Sachez que cette étude est très controversée. Parmi les centaines, voire les milliers de recherches réalisées sur le sujet, une immense majorité décrit et identifie clairement cette zone. Ce n’est pas une chimère. D’ailleurs, tous les manuels d’anatomie y font aussi référence et des dissections ont révélé l’existence de terminaisons nerveuses à ce niveau. Et en tant que praticien, je peux vous affirmer que les patientes ayant eu recours au gonflement de la zone G par injection d’acide hyaluronique nous rapportent un réel changement et des effets qui décupleraient le plaisir.

Où réalisez-vous l’injection, précisément ?

La zone G se trouve au niveau de la paroi antérieure du vagin, juste au-dessous de l’urètre, autour duquel l’acide hyaluronique est injecté. Regonflée, cette partie devient plus accessible aux frottements durant l’acte sexuel. C’est ça qui procurerait ces sensations si particulières aux femmes.

Pensez-vous que la science a découvert tous les mystères de la sexualité féminine ?

Sûrement pas ! On en apprend tous les jours, c’est d’ailleurs pour cela que de telles études sont menées.
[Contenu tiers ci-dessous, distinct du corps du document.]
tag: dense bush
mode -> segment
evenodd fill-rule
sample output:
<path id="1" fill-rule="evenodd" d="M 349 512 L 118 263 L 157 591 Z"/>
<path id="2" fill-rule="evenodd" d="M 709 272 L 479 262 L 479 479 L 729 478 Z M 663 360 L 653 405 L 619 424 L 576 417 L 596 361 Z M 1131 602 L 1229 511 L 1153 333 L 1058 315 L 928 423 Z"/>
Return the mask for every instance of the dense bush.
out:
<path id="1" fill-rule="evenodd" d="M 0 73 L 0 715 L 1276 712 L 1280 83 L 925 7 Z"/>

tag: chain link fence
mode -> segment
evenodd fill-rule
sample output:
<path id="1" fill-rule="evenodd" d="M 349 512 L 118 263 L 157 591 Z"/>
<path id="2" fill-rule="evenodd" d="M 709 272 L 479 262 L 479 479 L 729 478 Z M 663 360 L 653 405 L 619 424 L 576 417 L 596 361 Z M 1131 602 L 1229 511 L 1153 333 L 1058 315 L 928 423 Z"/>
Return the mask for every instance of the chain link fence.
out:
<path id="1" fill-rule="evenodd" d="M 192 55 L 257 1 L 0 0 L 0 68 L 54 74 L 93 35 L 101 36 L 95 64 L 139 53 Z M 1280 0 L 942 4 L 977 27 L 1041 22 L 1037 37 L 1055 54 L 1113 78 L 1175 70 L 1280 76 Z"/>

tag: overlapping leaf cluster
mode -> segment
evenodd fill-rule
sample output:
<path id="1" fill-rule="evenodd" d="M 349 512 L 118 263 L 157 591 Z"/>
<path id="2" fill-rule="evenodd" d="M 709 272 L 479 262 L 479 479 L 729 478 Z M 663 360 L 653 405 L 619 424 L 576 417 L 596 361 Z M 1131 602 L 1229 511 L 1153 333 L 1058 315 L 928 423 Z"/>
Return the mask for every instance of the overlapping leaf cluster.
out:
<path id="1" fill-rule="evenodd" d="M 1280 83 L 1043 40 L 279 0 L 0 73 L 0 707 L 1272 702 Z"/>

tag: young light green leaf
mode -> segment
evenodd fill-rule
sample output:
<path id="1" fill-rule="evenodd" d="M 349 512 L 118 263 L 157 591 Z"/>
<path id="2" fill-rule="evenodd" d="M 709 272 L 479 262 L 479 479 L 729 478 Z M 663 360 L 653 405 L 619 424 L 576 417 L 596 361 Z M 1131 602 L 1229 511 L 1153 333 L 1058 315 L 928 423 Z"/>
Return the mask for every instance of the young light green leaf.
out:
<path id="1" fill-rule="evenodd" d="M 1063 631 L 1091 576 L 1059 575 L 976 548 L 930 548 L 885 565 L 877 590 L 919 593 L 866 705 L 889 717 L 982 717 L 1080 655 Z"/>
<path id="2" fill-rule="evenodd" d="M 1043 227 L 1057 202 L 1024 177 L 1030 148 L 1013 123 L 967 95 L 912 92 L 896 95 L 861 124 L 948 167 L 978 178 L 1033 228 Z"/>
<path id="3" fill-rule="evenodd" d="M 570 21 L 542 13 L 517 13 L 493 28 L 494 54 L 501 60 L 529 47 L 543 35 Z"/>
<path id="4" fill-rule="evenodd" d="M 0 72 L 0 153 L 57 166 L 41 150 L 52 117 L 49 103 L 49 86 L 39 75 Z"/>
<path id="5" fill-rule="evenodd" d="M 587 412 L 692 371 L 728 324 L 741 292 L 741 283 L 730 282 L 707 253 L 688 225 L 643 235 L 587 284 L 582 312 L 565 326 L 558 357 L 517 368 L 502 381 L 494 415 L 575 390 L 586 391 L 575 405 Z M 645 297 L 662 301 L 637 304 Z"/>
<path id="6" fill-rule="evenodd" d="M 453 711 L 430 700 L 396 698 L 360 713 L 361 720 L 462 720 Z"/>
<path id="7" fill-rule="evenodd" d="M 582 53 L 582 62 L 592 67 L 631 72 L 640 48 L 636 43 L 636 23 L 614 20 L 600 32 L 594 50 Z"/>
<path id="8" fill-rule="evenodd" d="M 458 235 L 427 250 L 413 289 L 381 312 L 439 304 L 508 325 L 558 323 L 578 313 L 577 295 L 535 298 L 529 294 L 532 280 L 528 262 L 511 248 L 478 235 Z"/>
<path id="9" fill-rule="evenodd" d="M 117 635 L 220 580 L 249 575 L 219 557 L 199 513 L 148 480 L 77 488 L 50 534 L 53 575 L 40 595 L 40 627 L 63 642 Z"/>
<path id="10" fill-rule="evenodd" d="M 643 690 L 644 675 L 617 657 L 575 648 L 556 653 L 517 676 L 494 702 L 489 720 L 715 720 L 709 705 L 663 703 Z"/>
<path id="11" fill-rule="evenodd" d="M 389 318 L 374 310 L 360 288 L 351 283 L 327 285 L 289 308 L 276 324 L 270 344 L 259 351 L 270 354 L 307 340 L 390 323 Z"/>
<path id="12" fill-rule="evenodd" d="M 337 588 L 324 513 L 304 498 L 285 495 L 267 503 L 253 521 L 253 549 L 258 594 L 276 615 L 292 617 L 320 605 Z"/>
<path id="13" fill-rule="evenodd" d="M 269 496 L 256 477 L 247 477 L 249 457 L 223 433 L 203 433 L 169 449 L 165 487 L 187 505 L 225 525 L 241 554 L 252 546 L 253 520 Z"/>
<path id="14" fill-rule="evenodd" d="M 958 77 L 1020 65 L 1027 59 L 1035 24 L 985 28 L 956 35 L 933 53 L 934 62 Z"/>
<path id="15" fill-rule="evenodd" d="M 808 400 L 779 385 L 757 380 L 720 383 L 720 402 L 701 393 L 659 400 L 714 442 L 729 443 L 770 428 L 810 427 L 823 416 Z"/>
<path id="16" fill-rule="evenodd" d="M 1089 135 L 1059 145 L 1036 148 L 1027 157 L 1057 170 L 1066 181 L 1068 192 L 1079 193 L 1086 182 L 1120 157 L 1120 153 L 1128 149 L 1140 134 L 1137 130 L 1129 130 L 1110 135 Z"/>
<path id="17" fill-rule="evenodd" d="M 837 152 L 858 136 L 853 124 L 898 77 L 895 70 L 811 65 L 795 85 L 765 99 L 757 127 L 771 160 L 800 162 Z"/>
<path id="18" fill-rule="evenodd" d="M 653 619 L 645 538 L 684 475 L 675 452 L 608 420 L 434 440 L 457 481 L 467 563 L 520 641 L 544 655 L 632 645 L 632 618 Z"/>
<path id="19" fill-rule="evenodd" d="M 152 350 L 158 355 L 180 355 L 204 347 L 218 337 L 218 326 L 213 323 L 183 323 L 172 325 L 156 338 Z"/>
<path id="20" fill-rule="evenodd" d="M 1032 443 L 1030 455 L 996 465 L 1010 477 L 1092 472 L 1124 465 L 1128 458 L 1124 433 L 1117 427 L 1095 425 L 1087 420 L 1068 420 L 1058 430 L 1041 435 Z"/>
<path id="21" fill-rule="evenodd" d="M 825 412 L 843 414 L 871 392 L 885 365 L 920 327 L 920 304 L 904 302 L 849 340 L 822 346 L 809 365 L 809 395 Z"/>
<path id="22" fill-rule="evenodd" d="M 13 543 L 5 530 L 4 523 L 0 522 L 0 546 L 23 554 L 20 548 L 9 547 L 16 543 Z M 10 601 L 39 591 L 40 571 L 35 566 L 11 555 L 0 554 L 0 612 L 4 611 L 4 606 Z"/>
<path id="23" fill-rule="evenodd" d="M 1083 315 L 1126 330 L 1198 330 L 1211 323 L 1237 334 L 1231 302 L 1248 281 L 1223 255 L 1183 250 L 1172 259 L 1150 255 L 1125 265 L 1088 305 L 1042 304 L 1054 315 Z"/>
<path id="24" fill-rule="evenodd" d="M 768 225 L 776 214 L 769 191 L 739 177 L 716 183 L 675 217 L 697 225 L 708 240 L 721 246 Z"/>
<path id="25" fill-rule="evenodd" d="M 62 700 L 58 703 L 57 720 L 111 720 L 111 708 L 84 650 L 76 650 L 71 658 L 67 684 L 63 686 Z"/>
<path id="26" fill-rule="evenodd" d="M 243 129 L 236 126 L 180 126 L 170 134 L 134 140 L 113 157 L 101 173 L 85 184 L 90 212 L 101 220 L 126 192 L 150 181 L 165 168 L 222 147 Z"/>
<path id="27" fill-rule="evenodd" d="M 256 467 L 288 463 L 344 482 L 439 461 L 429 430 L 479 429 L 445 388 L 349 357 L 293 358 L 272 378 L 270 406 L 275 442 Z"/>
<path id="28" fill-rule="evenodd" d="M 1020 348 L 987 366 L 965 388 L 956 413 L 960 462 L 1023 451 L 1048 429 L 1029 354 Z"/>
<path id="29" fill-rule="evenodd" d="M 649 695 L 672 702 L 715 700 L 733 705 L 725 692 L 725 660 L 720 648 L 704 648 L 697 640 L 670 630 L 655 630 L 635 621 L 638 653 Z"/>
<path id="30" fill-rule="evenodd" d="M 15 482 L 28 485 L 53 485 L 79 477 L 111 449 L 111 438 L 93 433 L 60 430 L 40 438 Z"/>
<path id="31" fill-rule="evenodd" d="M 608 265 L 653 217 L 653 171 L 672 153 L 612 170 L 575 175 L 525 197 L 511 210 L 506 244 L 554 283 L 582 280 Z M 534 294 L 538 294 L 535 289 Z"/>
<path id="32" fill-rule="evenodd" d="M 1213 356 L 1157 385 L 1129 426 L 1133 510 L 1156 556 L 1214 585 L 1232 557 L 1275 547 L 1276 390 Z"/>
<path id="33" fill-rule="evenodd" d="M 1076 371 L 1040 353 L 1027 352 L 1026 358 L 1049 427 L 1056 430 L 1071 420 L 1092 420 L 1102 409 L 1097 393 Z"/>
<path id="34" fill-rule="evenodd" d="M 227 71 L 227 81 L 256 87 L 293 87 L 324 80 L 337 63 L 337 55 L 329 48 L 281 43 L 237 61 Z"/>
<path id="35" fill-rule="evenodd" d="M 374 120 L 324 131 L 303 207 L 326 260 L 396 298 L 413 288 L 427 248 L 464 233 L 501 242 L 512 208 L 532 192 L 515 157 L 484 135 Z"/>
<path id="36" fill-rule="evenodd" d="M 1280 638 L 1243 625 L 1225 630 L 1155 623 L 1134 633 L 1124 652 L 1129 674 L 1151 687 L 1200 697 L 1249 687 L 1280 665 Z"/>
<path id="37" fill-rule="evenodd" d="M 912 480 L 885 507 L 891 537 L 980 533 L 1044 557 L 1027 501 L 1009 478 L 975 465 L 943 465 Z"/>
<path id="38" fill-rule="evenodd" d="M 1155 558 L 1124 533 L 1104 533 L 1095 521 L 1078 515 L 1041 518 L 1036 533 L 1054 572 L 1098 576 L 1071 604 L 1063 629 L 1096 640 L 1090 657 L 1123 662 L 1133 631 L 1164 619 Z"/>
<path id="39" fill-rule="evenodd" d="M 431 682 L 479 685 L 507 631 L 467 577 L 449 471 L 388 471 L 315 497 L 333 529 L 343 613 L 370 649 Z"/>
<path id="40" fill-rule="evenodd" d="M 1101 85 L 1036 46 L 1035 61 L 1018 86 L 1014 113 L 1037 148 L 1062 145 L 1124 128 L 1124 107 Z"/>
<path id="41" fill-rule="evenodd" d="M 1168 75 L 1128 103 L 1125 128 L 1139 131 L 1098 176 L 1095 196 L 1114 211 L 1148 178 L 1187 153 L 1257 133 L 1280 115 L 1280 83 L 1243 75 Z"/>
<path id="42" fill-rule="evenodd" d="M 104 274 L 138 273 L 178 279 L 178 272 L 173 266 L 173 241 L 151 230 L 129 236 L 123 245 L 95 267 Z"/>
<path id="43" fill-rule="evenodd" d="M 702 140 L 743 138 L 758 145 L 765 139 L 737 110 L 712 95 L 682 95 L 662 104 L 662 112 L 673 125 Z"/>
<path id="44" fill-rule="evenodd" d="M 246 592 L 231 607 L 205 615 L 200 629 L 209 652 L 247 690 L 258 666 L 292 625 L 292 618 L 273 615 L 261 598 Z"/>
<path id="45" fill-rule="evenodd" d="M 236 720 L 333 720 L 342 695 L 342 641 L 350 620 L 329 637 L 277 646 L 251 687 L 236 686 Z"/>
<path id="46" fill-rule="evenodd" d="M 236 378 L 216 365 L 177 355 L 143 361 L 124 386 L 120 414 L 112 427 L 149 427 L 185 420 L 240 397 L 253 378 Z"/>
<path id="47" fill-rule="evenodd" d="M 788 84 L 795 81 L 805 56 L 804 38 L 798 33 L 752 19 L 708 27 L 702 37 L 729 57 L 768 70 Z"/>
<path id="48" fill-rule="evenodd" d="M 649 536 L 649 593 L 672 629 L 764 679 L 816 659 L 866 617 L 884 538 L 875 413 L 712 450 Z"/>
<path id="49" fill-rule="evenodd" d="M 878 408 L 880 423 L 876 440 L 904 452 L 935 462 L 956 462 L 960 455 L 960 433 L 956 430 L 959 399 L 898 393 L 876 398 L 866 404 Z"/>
C’est en confrontant sans cesse des avis contraires que la recherche avance.

Quelles est LA dernière tendance mondiale en termes de médecine gynécologique ?

Il n’y a pas vraiment de tendance, mais la médecine réjénérative, et donc de reconstitution, me paraît être l’avenir. Ce sont des techniques médicales mini-invasives (le PRP, par exemple) qui ont déjà fait leurs preuves sans avoir à passer par la chirurgie.